Saturday, May 28, 2011

Pronoun confusion again

From an actual published article in a major magazine:
"After clashing with S over his partisan journalistic agenda, G quit months later."

Okay, tell me WHOSE partisan agenda? S's or G's?

In fact, when the readers read quickly, they might get whatever meaning makes sense to them, whatever fits the pre-existing opinion created by the previous paragraphs, maybe. For example, I assumed that G quit, so probably S had the agenda. But maybe his boss S had rebuked G for G's agenda, and G quit in order to avoid being fired. That's just as plausible.

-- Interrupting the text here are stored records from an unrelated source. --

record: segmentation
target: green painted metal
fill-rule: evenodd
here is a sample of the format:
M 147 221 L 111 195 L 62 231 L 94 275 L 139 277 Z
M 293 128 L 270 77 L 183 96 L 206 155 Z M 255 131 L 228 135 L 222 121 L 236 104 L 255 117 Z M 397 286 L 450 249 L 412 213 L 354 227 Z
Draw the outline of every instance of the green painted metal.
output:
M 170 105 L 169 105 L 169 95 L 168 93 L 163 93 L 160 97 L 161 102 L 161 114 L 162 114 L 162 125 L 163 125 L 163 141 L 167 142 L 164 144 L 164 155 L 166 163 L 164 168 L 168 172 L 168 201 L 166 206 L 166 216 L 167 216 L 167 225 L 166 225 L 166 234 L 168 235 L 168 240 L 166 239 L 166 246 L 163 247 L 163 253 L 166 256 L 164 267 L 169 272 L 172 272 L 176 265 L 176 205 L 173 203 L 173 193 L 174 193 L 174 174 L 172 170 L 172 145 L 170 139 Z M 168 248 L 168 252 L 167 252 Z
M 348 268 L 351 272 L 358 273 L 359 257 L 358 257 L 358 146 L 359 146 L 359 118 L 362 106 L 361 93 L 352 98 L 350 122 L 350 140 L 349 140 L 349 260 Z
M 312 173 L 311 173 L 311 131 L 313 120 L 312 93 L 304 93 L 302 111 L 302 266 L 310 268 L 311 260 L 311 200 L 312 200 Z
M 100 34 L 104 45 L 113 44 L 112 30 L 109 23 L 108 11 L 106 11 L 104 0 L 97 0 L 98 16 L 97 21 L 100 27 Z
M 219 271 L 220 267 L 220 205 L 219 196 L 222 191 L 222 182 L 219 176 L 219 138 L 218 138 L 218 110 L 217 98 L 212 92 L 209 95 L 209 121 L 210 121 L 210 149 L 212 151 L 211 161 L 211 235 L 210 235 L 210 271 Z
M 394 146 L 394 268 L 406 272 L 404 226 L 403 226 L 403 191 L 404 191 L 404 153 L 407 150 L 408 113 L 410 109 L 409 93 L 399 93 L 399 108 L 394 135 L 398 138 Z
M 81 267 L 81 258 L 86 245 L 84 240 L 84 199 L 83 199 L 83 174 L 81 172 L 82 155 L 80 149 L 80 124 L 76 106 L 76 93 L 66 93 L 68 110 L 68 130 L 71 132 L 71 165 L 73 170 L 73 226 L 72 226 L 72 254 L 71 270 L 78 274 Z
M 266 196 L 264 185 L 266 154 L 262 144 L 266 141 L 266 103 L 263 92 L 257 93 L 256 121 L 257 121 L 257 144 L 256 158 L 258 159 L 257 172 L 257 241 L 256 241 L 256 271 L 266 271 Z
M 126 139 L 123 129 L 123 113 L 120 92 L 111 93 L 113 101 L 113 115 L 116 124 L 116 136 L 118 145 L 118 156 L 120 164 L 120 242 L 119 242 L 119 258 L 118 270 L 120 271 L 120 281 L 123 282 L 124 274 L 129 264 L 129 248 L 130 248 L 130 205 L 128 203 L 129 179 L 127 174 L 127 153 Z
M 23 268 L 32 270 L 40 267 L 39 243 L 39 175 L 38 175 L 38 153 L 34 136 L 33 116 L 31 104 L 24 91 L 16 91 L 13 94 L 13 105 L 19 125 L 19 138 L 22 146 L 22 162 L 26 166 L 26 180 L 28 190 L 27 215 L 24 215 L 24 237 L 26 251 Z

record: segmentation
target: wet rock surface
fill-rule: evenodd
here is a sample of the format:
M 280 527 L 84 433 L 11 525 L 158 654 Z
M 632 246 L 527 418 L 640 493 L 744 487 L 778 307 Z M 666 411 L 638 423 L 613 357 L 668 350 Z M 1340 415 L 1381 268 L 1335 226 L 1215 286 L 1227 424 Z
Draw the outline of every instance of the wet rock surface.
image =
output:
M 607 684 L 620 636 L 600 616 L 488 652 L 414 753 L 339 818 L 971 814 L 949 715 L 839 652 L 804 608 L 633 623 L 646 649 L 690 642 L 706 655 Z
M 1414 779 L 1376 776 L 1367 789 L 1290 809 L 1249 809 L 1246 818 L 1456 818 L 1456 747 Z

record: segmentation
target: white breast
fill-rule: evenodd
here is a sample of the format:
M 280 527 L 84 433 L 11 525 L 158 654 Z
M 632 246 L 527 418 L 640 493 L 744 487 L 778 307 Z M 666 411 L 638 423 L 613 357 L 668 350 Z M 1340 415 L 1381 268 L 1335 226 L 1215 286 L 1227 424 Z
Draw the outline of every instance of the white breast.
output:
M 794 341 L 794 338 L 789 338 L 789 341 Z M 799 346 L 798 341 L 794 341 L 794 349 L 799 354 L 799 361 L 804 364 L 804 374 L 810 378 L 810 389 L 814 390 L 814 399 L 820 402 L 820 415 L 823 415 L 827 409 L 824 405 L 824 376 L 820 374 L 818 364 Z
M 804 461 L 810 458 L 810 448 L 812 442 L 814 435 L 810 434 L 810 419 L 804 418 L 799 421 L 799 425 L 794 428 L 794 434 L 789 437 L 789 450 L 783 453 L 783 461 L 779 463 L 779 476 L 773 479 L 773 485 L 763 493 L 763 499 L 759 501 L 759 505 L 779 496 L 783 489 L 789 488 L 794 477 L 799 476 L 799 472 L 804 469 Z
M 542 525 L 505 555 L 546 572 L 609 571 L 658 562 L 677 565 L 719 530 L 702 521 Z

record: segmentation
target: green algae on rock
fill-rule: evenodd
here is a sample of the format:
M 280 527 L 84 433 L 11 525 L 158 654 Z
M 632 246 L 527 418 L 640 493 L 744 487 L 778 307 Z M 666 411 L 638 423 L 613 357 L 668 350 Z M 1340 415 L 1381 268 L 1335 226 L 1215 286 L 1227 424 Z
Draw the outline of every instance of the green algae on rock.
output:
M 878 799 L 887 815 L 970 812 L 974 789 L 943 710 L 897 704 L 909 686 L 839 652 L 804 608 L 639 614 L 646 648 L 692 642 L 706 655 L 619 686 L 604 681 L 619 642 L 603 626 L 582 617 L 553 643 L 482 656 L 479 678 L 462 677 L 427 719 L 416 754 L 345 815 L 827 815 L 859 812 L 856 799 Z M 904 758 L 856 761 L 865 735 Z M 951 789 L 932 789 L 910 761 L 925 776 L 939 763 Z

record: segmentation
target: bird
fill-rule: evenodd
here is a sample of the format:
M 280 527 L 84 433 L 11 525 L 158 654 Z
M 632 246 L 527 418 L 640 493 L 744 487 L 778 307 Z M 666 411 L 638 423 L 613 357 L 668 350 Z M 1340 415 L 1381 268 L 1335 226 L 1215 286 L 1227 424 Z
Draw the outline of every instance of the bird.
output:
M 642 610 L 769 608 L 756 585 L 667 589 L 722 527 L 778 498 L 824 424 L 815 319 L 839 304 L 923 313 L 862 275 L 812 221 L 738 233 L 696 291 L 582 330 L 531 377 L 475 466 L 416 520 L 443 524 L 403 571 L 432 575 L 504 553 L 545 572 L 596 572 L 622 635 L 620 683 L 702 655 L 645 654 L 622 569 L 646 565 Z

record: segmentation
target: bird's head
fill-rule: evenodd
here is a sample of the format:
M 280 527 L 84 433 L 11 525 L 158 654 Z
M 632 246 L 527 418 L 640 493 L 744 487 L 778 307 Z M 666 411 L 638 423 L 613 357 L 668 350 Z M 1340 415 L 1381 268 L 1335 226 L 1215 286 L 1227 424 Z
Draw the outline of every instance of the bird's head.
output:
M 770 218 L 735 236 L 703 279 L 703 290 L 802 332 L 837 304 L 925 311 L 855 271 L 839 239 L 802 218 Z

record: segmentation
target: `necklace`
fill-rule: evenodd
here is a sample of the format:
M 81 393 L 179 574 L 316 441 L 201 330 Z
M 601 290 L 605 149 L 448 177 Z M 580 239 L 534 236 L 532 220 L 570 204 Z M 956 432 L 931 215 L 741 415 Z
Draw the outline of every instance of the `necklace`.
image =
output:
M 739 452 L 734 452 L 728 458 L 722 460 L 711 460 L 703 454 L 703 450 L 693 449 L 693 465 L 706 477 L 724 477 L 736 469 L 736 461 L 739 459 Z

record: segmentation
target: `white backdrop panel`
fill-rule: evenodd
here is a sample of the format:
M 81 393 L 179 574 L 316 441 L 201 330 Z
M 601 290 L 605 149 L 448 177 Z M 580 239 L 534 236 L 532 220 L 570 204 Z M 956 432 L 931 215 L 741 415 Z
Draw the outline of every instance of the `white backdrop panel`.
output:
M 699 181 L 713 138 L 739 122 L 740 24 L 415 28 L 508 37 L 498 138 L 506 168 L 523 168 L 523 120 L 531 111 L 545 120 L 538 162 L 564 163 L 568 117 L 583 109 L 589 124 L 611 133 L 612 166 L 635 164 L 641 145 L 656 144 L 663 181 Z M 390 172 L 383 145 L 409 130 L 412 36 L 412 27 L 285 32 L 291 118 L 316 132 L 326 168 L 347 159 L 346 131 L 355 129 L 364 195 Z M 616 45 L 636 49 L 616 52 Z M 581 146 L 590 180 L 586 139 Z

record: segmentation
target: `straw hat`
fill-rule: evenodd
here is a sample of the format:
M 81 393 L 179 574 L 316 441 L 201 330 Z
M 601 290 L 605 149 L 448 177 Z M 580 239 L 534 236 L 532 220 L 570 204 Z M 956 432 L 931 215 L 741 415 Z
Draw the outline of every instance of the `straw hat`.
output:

The reader is confused, and it's the writer's fault. When there are two people in the sentence who could be the pronoun, the writer simply has to find a way to make clear which. You have to be ruthless to root these out. They're perfectly grammatical sentences that make sense on the surface. But because there are two alternate interpretations, and both make sense, the readers will have to work to figure out which you mean.

Yes, the reader might occasionally benefit from working to understand. But make that because the concept or process of thought is complex, not because your writing is bad. Save the sentence ambiguity for ambiguous thoughts.

Alicia

2 comments:

Adrian said...

I assumed both had partisan agendas.

Woelf Dietrich said...

I thought it referred to S's agenda. After reading your explanation, I looked at the sentence again, this time critically, and I saw what you meant. It could just as well have been G's agenda.

Thanks for highlighting something that is not always so obvious, but should be.